Anyway, a few things that particularly appealed to me:

  • Multi-Version Range Concurrency Control in Deuteronomy
    In this paper, we enhance our multi-version timestamp order technique to handle range concurrency and prevent phantoms.
  • Not for the Timid: On the Impact of Aggressive Over-booking in the Cloud
    In this paper, we examine policies that inherently tune the system’s idle sensitivity. Increased sensitivity to idleness leads to aggressive over-booking while the converse leads to conservative reclamation and lower utilization levels. Aggressive over-booking also incurs a “reserve” capacity cost (for when we suddenly “owe” capacity to previously idle databases.) We answer these key questions in this paper: (1) how to find a “good” resource reclamation policy for a given DBaaS cluster of users; and (2) how to forecast the needed near-term reserve capacity.

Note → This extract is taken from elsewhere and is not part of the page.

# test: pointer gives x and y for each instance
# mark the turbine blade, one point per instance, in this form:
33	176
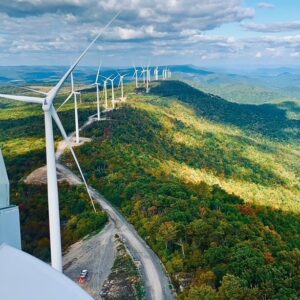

  • Incremental Computation of Common Windowed Holistic Aggregates
    This paper provides the first in-depth study of how to efficiently implement the three most common holistic windowed aggregates (count distinct, mode and quantile) by reusing the aggregate state between consecutive frames.
  • Aerospike: Architecture of a Real-Time Operational DBMS
    In this paper, we describe the solutions developed to address key technical challenges encountered while building a distributed database system that can smoothly handle demanding real-time workloads and provide a high level of fault tolerance. Specifically, we describe schemes for the efficient clustering and data partitioning for the automatic scale out of processing across multiple nodes and for optimizing the usage of CPUs, DRAM, SSDs and networks to efficiently scale up performance on one node.
  • Comdb2 Bloomberg’s Highly Available Relational Database System
    Comdb2 is a distributed database system designed for geographical replication and high availability. In contrast with the latest trends in this field, Comdb2 o↵ers full transactional support, a standard relational model, and the expressivity of SQL. Moreover, the system allows for rich stored procedures using a dialect of Lua. Comdb2 implements a serializable system in which reads from any node always return current values. Comdb2 provides transparent High Availability through built-in service discovery and sophisticated retry logic embedded in the standard API.
  • How Good Are Query Optimizers, Really?
    Finding a good join order is crucial for query performance. In this paper, we introduce the Join Order Benchmark (JOB) and experimentally revisit the main components in the classic query optimizer architecture using a complex, real-world data set and realistic multi-join queries. We investigate the quality of industrial-strength cardinality estimators and find that all estimators routinely produce large errors. We further show that while estimates are essential for finding a good join order, query performance is unsatisfactory if the query engine relies too heavily on these estimates. Using an- other set of experiments that measure the impact of the cost model, we find that it has much less influence on query performance than the cardinality estimates.
  • The End of Slow Networks: It’s Time for a Redesign
    The next generation of high-performance networks with re- mote direct memory access (RDMA) capabilities requires a fundamental rethinking of the design of distributed in-memory DBMSs. These systems are commonly built under the assumption that the network is the primary bottleneck and should be avoided at all costs, but this assumption no longer holds.
  • Accelerating Analytics with Dynamic In-Memory Expressions
    With Oracle Database 12.2, Database In-Memory is further enhanced to accelerate analytic processing through a novel lightweight mechanism known as Dynamic In-Memory Expressions (DIMEs). The DIME mechanism automatically detects frequently occurring expressions in a query workload, and then creates highly optimized, transactionally consistent, in-memory columnar representations of these expression results.
  • Distributed Data Deduplication
    In this paper, we show how to further speed up data deduplication by leveraging parallelism in a shared-nothing computing envi- ronment. Our main contribution is a distribution strategy, called Dis-Dedup, that minimizes the maximum workload across all worker nodes and provides strong theoretical guarantees.

I'm not lacking for fascinating things to read!